OperationDescriptionExample
Group by multiple columnsGroups data by unique combinations of columnsdf.groupby(['col1', 'col2'])
Aggregate sumSum values in each groupdf.groupby(['col1', 'col2'])['col3'].sum()
Aggregate meanCalculate mean of groupsdf.groupby(['col1', 'col2'])['col3'].mean()

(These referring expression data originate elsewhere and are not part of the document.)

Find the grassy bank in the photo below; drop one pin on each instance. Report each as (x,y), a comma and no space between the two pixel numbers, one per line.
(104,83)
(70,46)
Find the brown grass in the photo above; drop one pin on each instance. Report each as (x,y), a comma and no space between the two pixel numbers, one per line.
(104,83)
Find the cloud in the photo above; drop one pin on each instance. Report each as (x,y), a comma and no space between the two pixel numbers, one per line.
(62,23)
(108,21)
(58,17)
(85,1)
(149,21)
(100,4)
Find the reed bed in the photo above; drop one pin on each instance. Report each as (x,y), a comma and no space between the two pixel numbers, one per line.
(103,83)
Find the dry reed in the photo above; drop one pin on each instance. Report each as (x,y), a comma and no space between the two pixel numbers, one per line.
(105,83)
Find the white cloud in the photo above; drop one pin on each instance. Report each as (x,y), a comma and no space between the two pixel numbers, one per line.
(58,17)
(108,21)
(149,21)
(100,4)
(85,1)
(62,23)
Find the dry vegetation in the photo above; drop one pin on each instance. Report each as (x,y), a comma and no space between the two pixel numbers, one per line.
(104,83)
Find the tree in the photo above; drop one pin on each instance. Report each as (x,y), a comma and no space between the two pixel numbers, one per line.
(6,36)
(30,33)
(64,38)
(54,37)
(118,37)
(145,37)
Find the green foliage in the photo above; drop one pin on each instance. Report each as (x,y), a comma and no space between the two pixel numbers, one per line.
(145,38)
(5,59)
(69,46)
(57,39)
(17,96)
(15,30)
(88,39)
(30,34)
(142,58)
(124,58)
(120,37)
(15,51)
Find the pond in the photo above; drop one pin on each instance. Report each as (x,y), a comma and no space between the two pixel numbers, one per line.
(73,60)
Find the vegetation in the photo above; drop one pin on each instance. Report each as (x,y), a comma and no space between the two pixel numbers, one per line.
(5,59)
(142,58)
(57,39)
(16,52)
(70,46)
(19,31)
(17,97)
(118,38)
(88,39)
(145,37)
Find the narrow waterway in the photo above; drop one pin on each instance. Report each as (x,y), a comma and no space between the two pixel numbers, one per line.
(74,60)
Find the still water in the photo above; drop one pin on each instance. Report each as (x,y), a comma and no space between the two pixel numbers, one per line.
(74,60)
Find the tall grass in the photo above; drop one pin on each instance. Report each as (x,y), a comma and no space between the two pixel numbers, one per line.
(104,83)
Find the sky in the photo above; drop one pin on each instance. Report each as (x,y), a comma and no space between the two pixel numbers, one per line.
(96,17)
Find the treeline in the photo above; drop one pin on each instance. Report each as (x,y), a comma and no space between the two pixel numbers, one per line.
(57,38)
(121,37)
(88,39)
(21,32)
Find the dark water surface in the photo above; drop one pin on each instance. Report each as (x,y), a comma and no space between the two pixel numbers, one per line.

Reset indexConvert grouped index back to columnsdf.groupby(['col1', 'col2']).sum().reset_index()

Key Takeaways

Use a list of column names inside groupby() to group by multiple columns.
After grouping, apply aggregation functions like sum() or mean() to summarize data.
Remember to reset the index if you want grouped columns as regular columns again.
Passing a single string to groupby() groups by only one column, not multiple.
Grouping by multiple columns creates groups based on unique combinations of those columns.